Viele Kinder, bei denen vor allem die linke Gehirnhälfte arbeitet, fallen im Lesen dadurch auf, dass sie lange Zeit nur einzelne Buchstaben lesen, jedoch die Synthese, also das Zusammenziehen der Buchstaben, fällt ihnen schwer. Sie lesen oft mit monotoner Stimme. Liest ein Kind vorwiegend unter Benutzung der rechten Hemisphäre, ist es schnell, jedoch auch hastig und überliest zum Beispiel Endungen. Es fragt auch meistens nicht nach, wenn es etwas nicht verstanden hat. Flüssiges, gut betontes Lesen zeigen Kinder, bei denen die Gehirnhälften gut zusammenarbeiten.

Auch auf die Rechenfertigkeiten hat die einseitige Nutzung der Gehirnhälften Einfluss. Kinder, die vorwiegend rechtshemisphärisch „unterwegs“ sind, erkennen zwar die Rechensymbole, wissen aber oft deren Bedeutung nicht. Sie verstehen den mathematischen Zusammenhang nicht. Kinder, deren linke Gehirnhälfte mehr arbeitet, haben Schwierigkeiten mit Textaufgaben, während sie die Bedeutung der Zahlen und Symbole kennen. Sie rechnen sauber untereinander und beachten die Rechensymbole. Bei guter Zusammenarbeit beider Hemisphären werden Zeichen und Symbole gut erkannt, richtig geschrieben, der Rechenweg gut und sauber aufgeschrieben und auch Textaufgaben in der Regel gut gemeistert (vgl. Beigel 2011, S. 28f.).

Wie können Sie Ihr Kind unterstützen, damit beide Gehirnhälften angeregt werden? Liegende oder stehende Achten großmit jeder Hand einzeln oder mit beiden Händen in die Luft malen, dabei die Körperachse überschreiten. Auch Achten zur Seite oder mit den Füßen sind hilfreich. Diese kinesiologischen Übungen nennt man BrainGym.

Wie ich bereits sagte, ist die Grundlage für Lernen Bewegung und Wahrnehmung. Alles, was Ihr Kind bisher gelernt hat und alles, was es noch lernen wird, lernt es dadurch. Es bewegt sich, zum Beispiel fasst es Dinge mit den Händen an. Der Fachausdruck dafür ist „Motorik“. Dazu gehört alles, was mit Bewegung zu tun hat. Auf einige Aspekte der Bewegung werde ich später noch kommen, zunächst möchte ich auf die Wahrnehmung eingehen. Der Fachausdruck für Wahrnehmung ist „Sensorik“.

2.2 Die Wahrnehmung

„Es führt zu nichts, wenn man die Welt der Sinne abtötet,die der Gedanken aber mästet!“[Hermann Hesse, 1877 – 1962, deutscher Schriftsteller]

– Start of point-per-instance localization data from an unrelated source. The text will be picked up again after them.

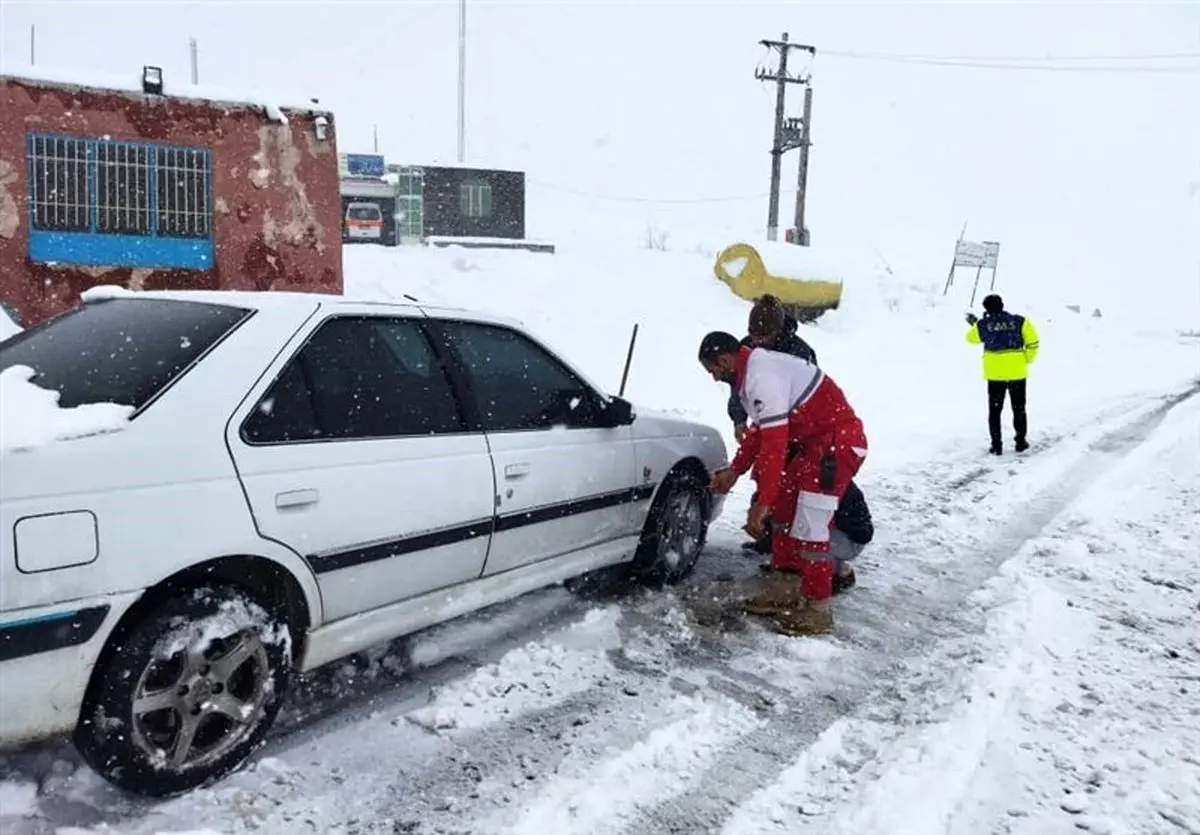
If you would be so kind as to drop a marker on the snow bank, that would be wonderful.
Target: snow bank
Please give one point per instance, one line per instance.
(30, 415)
(271, 104)
(897, 344)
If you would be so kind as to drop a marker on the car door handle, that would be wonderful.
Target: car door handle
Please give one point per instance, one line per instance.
(295, 498)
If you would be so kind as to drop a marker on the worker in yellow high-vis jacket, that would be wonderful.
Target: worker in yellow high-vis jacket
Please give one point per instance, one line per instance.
(1009, 346)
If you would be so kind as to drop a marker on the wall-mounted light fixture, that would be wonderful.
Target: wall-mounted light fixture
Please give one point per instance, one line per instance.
(151, 80)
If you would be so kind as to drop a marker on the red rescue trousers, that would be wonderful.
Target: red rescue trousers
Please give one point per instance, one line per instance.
(803, 512)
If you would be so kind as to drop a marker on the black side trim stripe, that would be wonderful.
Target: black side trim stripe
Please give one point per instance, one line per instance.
(463, 533)
(375, 552)
(46, 634)
(574, 508)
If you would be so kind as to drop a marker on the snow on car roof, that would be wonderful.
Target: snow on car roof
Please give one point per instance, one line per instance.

2.2.1 Die Bedeutung der Wahrnehmung für schulisches Lernen

Mit dem Übergang vom Kindergarten in die Grundschule soll die Phase der frühen Kindheit abgeschlossen sein. Das Kind hat nun die notwendigen geistigen und sozialen Voraussetzungen, um in der Schule die Herausforderungen meistern zu können.

Geistige Voraussetzungen

- Konzentrationsfähigkeit
- Sprechen und Zuhören
- Organisationsfähigkeit
- Grob- und feinmotorische Geschicklichkeit
- Ausbildung der Händigkeit

Soziale Fähigkeiten

- Kontaktaufnahme
- Frustrationstoleranz
- Angemessene und kommunikative Umgangsformen

Lern- und Verhaltensprobleme können durch Verzögerungen der Bewegungs- und Wahrnehmungsentwicklung des Kindes entstehen. Der Entwicklungsprozess ist durch die ständige Wechselwirkung zwischen Bewegung und Wahrnehmung bestimmt. Der Mensch mit Körper, Geist und Seele ist als Ganzes zu betrachten, die einzelnen Teile arbeiten in wechselseitiger Abhängigkeit. Empfindungen und Wahrnehmungen sind „Nahrung“ für das Nervensystem. Daher ist es für Schulanfänger wichtig, dass die sensomotorische Entwicklung, also die Entwicklung der Bewegung und Wahrnehmung ausgereift ist, damit Kinder den schulischen Anforderungen gewachsen sind. Vor allem der Anfangsunterricht in der Schule sollte ganzheitlich vollzogen werden, damit das Gehirn unterstützt wird (Beigel 2011, S. 11ff.).

„Lernen muss mit allen Sinnen geschehen.

Lernen geschieht nicht nur im Kopf, sondern mit dem ganzen Körper!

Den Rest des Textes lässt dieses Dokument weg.